Euzetacanthus

Scientific classification
- Kingdom: Animalia
- Phylum: Acanthocephala
- Class: Palaeacanthocephala
- Order: Echinorhynchida
- Family: Arhythmacanthidae
- Genus: Euzetacanthus Golvan and Houin, 1964
- Type species: Euzetacanthus simplex

= Euzetacanthus =

Genus of parasitic worms

Euzetacanthus is a genus in Acanthocephala (thorny-headed worms, also known as spiny-headed worms).

==Taxonomy==
The genus was described by Golvan and Houin in 1964. The National Center for Biotechnology Information does not indicate that any phylogenetic analysis has been published on any Euzetacanthus species that would confirm its position as a unique order in the family Arhythmacanthidae.

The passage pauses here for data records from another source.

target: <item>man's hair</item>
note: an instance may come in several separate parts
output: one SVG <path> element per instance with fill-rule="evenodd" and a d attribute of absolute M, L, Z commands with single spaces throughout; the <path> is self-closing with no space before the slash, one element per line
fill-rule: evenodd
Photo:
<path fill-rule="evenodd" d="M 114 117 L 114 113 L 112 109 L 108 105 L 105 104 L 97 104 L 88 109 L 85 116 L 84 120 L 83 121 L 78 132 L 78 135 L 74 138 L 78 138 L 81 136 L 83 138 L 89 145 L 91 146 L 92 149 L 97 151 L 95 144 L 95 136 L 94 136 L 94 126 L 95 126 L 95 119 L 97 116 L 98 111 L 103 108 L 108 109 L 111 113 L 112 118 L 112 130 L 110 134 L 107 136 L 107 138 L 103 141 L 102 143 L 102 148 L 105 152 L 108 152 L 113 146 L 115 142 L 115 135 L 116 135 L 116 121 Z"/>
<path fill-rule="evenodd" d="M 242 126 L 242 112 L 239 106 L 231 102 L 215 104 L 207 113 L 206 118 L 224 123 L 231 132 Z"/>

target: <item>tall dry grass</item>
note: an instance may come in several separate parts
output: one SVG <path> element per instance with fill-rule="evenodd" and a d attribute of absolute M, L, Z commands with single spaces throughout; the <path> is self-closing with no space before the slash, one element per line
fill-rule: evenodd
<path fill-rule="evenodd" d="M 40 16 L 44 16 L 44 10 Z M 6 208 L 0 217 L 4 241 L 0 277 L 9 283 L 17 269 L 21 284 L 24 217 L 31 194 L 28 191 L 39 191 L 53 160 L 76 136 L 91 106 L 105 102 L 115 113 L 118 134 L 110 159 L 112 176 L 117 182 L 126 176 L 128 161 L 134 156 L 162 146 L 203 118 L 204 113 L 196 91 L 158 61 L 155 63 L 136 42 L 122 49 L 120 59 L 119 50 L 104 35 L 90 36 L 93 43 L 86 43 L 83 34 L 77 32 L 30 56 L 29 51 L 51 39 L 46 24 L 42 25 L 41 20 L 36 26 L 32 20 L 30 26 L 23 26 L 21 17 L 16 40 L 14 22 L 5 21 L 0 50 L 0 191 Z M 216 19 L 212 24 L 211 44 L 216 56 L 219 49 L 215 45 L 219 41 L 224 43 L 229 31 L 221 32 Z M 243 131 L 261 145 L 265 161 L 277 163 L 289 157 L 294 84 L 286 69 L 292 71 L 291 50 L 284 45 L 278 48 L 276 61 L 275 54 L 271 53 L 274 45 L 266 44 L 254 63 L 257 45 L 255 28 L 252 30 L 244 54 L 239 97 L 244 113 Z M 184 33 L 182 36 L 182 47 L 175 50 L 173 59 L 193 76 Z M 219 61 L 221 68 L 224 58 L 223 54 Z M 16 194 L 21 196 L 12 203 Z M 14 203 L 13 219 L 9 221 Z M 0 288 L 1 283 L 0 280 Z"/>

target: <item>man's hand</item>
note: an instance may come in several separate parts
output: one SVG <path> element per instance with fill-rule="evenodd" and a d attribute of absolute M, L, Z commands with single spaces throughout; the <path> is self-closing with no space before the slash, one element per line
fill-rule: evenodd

This genus is delineating from others in the family Arhythmacanthidae morphologically, though the definitions contain exceptions. Euzetacanthus is one of only three genera in this family to have a trunk completely missing spines. It is distinguished from Paracanthocephaloides by not having a globular or claviform shape of the proboscis. It is distinguished from Breizacanthus by having both the anterior and posterior end of the trunk dilatated instead of just the anterior end and by having shorter lemnisci compared to the proboscis receptacle. Exceptions to this taxonomy include: E. simplex where the lemnisci are slightly larger than the proboscis receptacle, in E. chorinemusi and E. golvani only the anterior body end is dilated.

==Description==
Euzetacanthus species consist of a cylindrical proboscis covered in hooks and a spineless trunk. The female is larger than the male.

==Species==
The genus Euzetacanthus Golvan and Houin, 1964 contains three species.
- Euzetacanthus chorinemusi Gupta & Naqvi, 1984
- Euzetacanthus golvani Gupta & Fatma, 1985
- Euzetacanthus simplex (Rudolphi, 1810)
E. simplex has a complicated taxonomic history. Golvan et Houin made it the type species in 1964. It was originally called Echinorhynchus Triglae gurnadi by Rathike, 1799 and then described as Echinorhynchus simplex by Rudolphi in 1810.

==Distribution==
The distribution of Euzetacanthus is determined by that of its hosts. They are found off the coast of Denmark, the Indian Ocean, and the western
Mediterranean.

==Hosts==

Life cycle of Acanthocephala.

The life cycle of an acanthocephalan consists of three stages beginning when an infective acanthor (development of an egg) is released from the intestines of the definitive host and then ingested by an arthropod, the intermediate host. Although the intermediate hosts of Euzetacanthus are arthropods. When the acanthor molts, the second stage called the acanthella begins. This stage involves penetrating the wall of the mesenteron or the intestine of the intermediate host and growing. The final stage is the infective cystacanth which is the larval or juvenile state of an Acanthocephalan, differing from the adult only in size and stage of sexual development. The cystacanths within the intermediate hosts are consumed by the definitive host, usually attaching to the walls of the intestines, and as adults they reproduce sexually in the intestines. The acanthor is passed in the feces of the definitive host and the cycle repeats. There may be paratenic hosts (hosts where parasites infest but do not undergo larval development or sexual reproduction) for Euzetacanthus.

Euzetacanthus parasitizes fish from the genus Ariidae, Carangidae and Mullidae. There are no reported cases of Euzetacanthus infesting humans in the English language medical literature.